UNWRA's deputy commissioner general, Filippo Grandi, said that since Israel re-tightened its closure of Gaza three weeks ago, his organization was able to transport only 16 trucks with humanitarian aid into the Strip. The minimum to cover humanitarian needs was 15 trucks a day, he said.

"We hope the period of closure won't be very long, as we heard from some Israeli officials. We respect Israeli security concerns and condemn rocket attacks, but the unpredictability of the Israeli blockade is having very negative consequences on our operability,"

A Libyan ship with humanitarian aid meanwhile set sail to Gaza on Wednesday, a Palestinian official said.

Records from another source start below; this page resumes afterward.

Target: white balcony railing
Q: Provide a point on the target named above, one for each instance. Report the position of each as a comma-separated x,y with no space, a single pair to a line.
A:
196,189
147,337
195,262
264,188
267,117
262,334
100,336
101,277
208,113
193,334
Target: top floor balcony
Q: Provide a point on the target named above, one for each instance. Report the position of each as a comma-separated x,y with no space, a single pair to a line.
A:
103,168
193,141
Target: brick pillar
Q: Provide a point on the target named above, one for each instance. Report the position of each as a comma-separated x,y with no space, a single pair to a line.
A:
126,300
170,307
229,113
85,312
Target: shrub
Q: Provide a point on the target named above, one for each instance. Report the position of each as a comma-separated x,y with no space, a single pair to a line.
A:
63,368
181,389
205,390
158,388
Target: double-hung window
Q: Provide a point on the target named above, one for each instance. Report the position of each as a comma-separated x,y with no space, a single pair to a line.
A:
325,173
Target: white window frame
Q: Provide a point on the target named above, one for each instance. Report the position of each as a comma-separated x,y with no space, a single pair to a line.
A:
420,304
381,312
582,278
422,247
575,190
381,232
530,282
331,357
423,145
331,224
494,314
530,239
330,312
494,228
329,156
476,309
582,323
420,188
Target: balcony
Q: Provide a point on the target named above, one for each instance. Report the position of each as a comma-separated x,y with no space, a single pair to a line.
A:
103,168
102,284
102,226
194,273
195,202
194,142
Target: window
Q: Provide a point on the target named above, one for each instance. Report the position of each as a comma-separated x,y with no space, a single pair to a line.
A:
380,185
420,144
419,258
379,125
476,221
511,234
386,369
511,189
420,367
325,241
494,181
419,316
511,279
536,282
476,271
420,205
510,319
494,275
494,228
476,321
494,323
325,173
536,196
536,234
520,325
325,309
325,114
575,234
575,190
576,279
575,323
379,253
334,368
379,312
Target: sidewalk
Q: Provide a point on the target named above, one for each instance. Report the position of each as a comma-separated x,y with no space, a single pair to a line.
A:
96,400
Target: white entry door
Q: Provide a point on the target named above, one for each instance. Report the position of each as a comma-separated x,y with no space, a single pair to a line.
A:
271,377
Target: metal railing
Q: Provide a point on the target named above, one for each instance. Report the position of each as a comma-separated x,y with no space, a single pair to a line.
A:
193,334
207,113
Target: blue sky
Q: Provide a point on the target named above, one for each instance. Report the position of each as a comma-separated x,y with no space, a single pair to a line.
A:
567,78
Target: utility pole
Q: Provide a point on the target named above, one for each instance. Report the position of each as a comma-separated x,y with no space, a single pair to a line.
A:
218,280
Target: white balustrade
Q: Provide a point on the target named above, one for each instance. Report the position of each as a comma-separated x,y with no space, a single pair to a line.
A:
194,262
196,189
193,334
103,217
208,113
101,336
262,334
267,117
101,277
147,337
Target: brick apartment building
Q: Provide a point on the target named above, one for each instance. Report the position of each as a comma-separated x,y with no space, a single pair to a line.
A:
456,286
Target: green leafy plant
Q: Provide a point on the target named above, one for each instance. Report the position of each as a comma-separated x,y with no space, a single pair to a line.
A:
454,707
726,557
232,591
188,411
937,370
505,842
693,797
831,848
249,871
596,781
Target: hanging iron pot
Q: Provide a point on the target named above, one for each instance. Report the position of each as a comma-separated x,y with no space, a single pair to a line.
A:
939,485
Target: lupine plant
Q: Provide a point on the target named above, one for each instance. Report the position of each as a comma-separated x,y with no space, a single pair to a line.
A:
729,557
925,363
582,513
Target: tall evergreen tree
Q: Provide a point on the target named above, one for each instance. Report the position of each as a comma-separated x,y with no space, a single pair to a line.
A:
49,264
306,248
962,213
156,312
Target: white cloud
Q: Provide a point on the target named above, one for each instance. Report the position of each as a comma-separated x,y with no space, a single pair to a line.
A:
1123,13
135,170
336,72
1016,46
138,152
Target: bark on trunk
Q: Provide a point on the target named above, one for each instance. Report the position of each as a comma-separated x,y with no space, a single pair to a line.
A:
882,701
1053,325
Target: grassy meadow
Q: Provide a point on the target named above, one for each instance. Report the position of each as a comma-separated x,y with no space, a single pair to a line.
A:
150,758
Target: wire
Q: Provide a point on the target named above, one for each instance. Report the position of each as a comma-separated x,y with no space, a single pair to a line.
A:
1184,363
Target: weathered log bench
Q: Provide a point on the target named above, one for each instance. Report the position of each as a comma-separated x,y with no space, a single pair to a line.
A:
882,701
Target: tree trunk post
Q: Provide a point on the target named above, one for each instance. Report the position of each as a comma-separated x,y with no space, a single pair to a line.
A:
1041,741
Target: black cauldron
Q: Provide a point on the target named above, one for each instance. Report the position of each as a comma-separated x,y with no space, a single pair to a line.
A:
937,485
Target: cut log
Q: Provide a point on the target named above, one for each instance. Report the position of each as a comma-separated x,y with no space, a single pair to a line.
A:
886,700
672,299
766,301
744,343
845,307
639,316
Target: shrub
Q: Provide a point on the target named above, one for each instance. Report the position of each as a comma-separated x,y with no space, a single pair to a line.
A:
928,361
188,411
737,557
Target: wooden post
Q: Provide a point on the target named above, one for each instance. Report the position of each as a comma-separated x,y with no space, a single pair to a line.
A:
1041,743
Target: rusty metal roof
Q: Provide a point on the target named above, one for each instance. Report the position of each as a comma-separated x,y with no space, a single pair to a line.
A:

Jamal al-Khodary, the head of the Popular Committee against the Siege on Gaza, said the ship set out on its voyage from the port city of Zuwarah with 3,000 tons of medical supplies and humanitarian aid on board.

"The aid is donated by the Libyan state and its people," al- Khodary told reporters in Gaza, adding the voyage was one of a series of Arab attempts to break the Israeli blockade on Gaza.

Earlier this year, several vessels with foreign pro-Palestinian activists on board, succeeded in docking at Gaza's seaport as Israel stopped short of implementing threats to intercept them. Those journeys were organized the US-based Free Gaza movement.

Kuwaiti and Muslim legislators also plan to access Gaza via the sea.